Physical and electrochemical properties of zwitterion-based electrolytes with different lithium and sodium salts

Abstract

Metal batteries are promising alternatives to present lithium-ion batteries, recognized for their good energy density and storage capacity, but they still suffer from significant safety and performance challenges. Advancements in safer, more stable electrolytes such as ionic, low volatility electrolytes offer a way to address these challenges. Here we report the first combination of a zwitterionic plastic crystal (ZPC) with different Na salts and compare the properties of these electrolytes with those formed from the first use of LiTFSI with a ZPC, for the development of safer, quasi-solid state and liquid electrolytes for lithium and sodium batteries.
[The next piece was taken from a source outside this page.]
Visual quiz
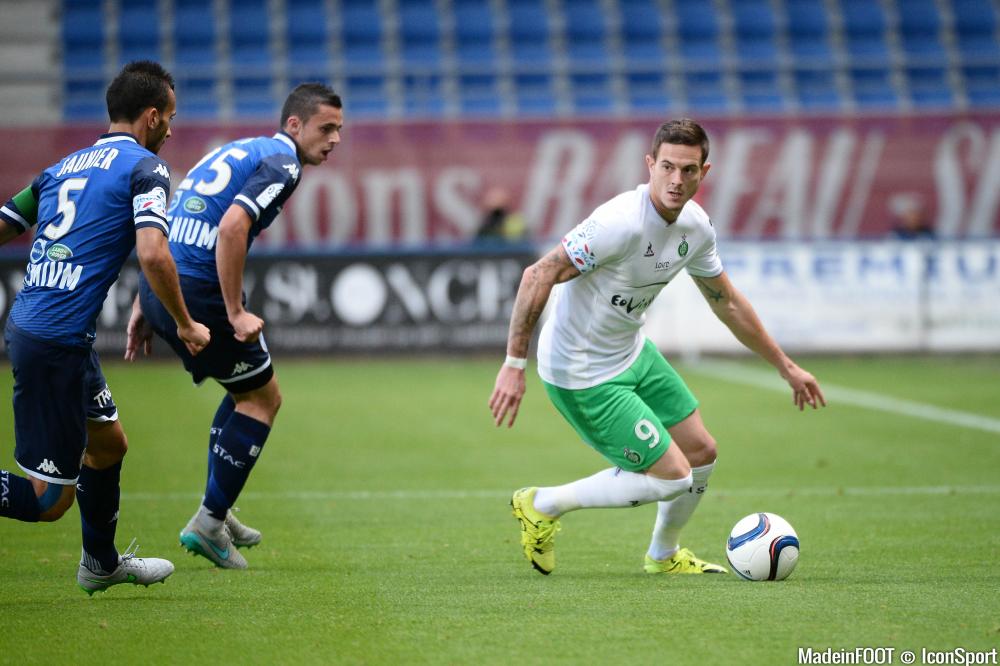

Thermal and structural analyses, using techniques such as DSC, EIS, IR spectroscopy and solid state and diffusion NMR, revealed that the conductivity and phase behaviour are highly dependent on the salt type and concentration. 50% NaTFSI–ZPC mixtures showed higher conductivity and transference numbers than equivalent LiTFSI–ZPC mixtures, while the 50% NaFSI–ZPC electrolyte enabled the best Na cycling despite a lower transference number. These findings underscore the potential of ZPCs for the development of efficient electrolytes for next-generation energy storage systems.